Own Roger Federer He took advantage of the sad news of canceling the entire grass tour to confirm that he would play the Halle tournament in 2021, which leads one to think that the Swiss will be on a tennis court after 40 years, with the intention of lifting great titles, who knows if a Grand Slam. An age at which it seems impossible to shine at the highest level, especially since very few got ‘alive’ up there, and even less those who could win titles or fight for the most prestigious ones.

Longevity is a matter of full force since 2010. Year after year, the top-10 and access to the great titles has been a matter of players who exceeded thirty, and only there, many of them, found their best level, finding the right balance between accumulated experience and physical care to extend your careers. And although there were cases in the past of great longevity, without the support of the advances that today are blessed in professional sports, success in embroidering the 40s was far from normal. Mainly because except for another jump of the race that surprises us, it never was and never will be. They will only be exceptions.

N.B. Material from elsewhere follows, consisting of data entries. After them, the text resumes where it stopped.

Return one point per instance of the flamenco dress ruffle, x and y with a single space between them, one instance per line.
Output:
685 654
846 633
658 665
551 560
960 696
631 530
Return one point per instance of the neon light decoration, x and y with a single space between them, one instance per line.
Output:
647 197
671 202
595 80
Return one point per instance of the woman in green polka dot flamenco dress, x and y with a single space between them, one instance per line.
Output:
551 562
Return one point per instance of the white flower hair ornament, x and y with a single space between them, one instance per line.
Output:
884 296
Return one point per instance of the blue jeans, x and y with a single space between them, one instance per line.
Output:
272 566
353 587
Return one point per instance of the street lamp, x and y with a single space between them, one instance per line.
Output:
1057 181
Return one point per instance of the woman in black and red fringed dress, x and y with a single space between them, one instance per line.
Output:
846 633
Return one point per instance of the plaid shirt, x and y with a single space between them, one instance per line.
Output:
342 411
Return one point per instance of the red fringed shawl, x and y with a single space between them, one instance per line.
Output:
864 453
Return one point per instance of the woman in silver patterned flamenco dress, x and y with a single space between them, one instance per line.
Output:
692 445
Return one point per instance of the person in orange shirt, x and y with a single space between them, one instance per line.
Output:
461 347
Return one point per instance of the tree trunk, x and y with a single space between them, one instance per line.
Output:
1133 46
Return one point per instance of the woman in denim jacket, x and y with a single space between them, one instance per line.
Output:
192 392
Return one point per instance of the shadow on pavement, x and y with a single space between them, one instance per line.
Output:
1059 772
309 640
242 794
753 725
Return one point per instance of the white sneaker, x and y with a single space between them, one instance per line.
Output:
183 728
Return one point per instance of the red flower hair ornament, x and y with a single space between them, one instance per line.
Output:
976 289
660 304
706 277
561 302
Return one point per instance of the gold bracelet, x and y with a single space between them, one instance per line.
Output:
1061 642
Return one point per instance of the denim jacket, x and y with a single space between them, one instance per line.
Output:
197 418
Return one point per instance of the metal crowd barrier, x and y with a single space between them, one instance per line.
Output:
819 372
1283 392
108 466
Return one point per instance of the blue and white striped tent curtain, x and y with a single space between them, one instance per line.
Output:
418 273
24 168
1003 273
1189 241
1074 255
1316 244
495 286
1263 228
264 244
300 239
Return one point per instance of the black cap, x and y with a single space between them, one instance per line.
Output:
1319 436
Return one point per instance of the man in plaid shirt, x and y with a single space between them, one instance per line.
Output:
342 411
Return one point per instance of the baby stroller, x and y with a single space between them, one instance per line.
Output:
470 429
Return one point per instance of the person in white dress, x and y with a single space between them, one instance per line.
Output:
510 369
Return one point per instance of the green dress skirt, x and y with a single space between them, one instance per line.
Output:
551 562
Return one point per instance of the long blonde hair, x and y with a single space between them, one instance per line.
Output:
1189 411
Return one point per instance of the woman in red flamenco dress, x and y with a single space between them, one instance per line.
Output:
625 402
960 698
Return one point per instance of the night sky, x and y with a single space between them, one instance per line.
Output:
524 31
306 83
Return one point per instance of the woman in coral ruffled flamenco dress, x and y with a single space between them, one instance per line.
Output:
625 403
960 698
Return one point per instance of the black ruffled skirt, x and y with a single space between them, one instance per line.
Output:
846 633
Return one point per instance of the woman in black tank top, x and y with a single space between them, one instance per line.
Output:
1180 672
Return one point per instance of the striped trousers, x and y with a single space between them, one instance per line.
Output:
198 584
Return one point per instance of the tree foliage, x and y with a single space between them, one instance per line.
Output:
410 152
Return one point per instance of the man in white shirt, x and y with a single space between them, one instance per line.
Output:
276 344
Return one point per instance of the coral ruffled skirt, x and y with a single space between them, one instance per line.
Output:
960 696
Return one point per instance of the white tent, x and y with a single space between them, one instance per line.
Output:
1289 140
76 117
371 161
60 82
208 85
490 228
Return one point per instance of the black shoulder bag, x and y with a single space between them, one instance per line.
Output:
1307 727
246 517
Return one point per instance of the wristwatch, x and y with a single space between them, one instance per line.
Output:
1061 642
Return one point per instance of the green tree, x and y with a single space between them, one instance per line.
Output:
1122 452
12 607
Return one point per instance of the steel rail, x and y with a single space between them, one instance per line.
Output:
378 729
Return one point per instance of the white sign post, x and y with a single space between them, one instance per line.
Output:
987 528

If you have to resort to concrete examples from the past, you should definitely mention an Australian and an American, two great legends of this game who allowed themselves the luxury and the gall to continue playing at a high level, having 40 or even more years, case of Ken Rosewall or Jimmy Connors, the mirrors of a Federer who would seek the impossible in 2021, to win the best that the two of them could not have after completing their 40th birthday.

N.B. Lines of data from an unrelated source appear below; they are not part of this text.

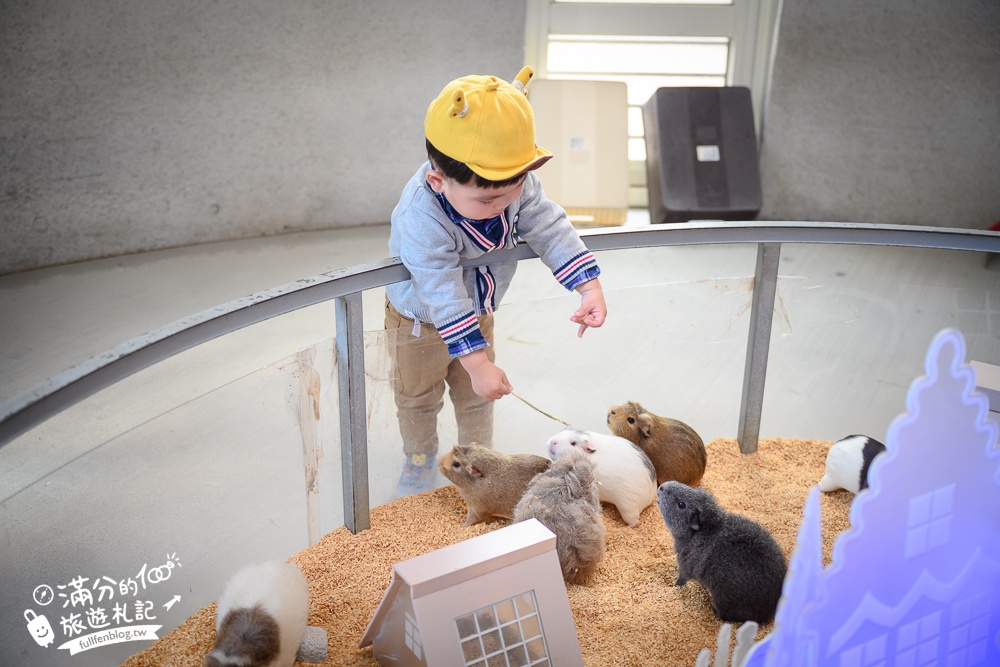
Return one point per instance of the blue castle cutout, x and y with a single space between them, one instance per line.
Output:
915 580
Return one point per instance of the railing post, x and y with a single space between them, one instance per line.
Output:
353 429
765 285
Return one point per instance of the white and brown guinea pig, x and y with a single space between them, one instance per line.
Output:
676 450
625 475
847 463
262 617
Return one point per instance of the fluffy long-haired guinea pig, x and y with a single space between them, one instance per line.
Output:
625 475
847 463
565 500
262 617
676 450
490 482
734 558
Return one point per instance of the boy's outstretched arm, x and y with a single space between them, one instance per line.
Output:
592 309
488 379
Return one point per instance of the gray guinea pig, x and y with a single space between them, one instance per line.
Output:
847 463
735 559
565 500
261 618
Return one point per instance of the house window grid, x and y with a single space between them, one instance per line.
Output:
928 521
411 636
970 630
507 633
918 643
870 654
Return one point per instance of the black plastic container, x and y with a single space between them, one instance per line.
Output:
701 155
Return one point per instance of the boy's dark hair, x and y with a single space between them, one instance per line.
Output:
460 172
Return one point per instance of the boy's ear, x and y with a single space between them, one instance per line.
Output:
435 179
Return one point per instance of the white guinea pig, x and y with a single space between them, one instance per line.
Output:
625 475
262 617
847 463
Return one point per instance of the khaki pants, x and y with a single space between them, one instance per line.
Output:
421 367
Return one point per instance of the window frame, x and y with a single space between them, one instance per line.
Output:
749 25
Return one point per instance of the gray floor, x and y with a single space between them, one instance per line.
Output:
199 459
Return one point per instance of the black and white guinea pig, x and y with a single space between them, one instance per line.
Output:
262 617
625 475
847 463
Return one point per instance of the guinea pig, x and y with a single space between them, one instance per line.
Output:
847 463
490 482
734 558
677 452
565 500
262 617
625 475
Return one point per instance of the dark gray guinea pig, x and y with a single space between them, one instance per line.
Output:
734 558
566 501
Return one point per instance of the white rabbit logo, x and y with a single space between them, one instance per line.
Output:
39 628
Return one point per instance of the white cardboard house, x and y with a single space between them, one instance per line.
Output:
495 599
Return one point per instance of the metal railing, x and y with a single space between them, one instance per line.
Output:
345 287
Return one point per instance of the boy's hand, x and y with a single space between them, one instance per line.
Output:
488 379
592 309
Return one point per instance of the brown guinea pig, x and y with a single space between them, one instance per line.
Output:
490 482
676 451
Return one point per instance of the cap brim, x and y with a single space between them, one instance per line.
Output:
541 157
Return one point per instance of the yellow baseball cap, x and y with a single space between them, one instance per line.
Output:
488 124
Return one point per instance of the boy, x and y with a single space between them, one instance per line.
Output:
475 194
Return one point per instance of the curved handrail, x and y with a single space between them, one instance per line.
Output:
44 400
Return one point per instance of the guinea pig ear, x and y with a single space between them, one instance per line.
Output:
645 424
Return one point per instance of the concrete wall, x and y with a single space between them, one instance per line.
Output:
129 125
885 112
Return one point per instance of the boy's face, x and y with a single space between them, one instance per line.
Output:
473 202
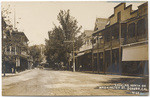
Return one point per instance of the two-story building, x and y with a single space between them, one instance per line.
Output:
15 51
83 58
122 46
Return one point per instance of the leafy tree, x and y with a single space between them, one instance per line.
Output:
35 52
57 50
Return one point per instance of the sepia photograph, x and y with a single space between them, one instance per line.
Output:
74 48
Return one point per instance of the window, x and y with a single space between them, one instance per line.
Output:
13 49
8 48
118 16
141 27
131 30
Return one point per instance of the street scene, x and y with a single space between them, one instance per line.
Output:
49 82
90 48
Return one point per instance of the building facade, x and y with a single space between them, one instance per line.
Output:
14 51
122 46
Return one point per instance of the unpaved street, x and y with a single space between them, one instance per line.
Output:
50 82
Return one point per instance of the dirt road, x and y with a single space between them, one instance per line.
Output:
49 82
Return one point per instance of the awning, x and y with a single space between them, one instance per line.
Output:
135 53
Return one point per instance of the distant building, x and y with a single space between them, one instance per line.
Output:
100 23
122 46
83 58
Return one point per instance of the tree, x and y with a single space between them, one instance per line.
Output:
56 49
35 52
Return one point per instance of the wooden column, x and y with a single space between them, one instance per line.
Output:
120 57
111 50
97 56
92 56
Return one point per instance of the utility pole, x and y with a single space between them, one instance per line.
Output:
73 55
73 59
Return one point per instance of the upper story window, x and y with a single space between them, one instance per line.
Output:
131 30
118 16
141 27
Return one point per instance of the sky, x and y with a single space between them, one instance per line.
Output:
36 18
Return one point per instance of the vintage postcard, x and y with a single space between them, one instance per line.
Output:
74 48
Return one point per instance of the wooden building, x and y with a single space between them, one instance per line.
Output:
15 50
122 46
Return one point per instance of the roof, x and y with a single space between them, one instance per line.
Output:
20 33
88 32
100 23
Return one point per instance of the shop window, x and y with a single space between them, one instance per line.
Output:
8 48
13 49
119 16
141 27
131 30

Of Rosewall it must be said and stressed that it is the most extraordinary example of successful longevity. He was from 1952 to 1977 in the top-20, a real feat, and until 42 years old he was winning titles or stepping on important rounds in Grand Slam, losing his last final, with almost 43 years, precisely, before a very young Jimmy Connors, with whom he would also cross in his last two Grand Slam finals, losing both: Wimbledon and US Open Open in 1974, on the verge of 40.

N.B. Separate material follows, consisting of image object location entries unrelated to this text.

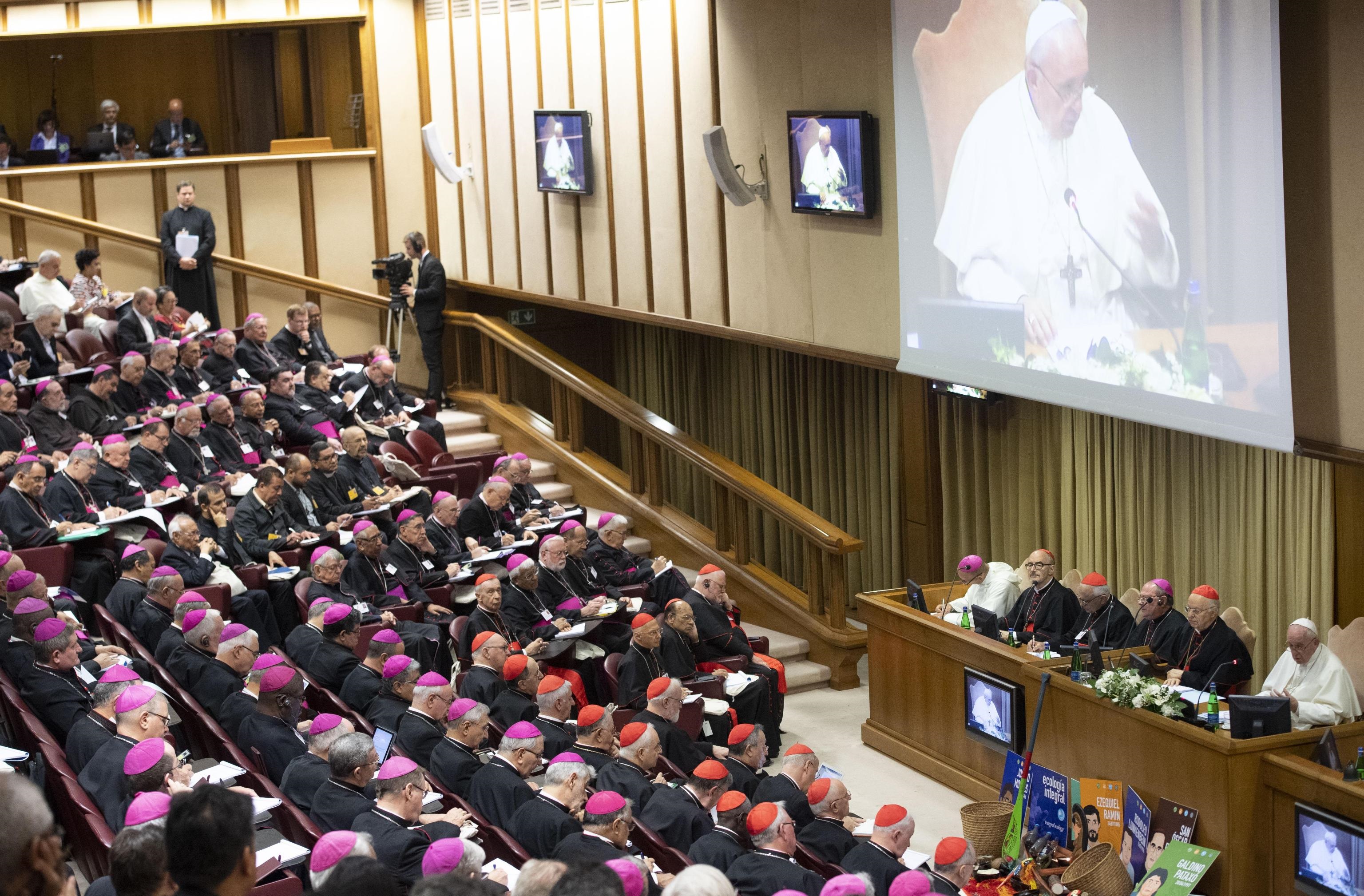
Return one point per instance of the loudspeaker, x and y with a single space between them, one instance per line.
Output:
723 168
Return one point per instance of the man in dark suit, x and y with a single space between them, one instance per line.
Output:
176 135
428 301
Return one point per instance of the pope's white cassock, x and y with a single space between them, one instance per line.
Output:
1322 686
1008 231
996 594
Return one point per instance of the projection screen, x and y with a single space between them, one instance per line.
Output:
1090 205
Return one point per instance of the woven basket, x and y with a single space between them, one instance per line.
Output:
1098 872
985 824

This is where the parallel is found with the Swiss, who could have the opportunity to become the longest-serving player in history to be a Grand Slam finalist, if he manages to fight for the title at Wimbledon 2021. From beating any ‘major’ to From now on, Federer would also hold the record that precisely belongs to Rosewall himself, as the oldest player to raise a great one, at 37 years and 2 months.

The other great example of maximum longevity, already mentioned recently, was that of Jimmy Connors, although it should be noted that his case was far from Rosewall’s. Connors’ last Grand Slam final was at age 32, in 1984, and his last title dates back to 1989, at 37, but his wonderful 1991 US Open semifinal is remembered when Connors, at 39, played as a wildcard. That ‘major’, after a gradual competitive regression since the year 85, and with two games decided by five rounds through, left a swan song for the memory, on the slopes of Flushing Meadows. Although Federer’s career is much more closely related in success and validity to that of Rosewall, Connors said it is the maxim that a legend can always have his chance at a big one until he retires.

It seems complicated that Federer can be the first man to win a great title close to the age of forty, but that is precisely where the challenge lies and in two examples he can be inspired if health accompanies him.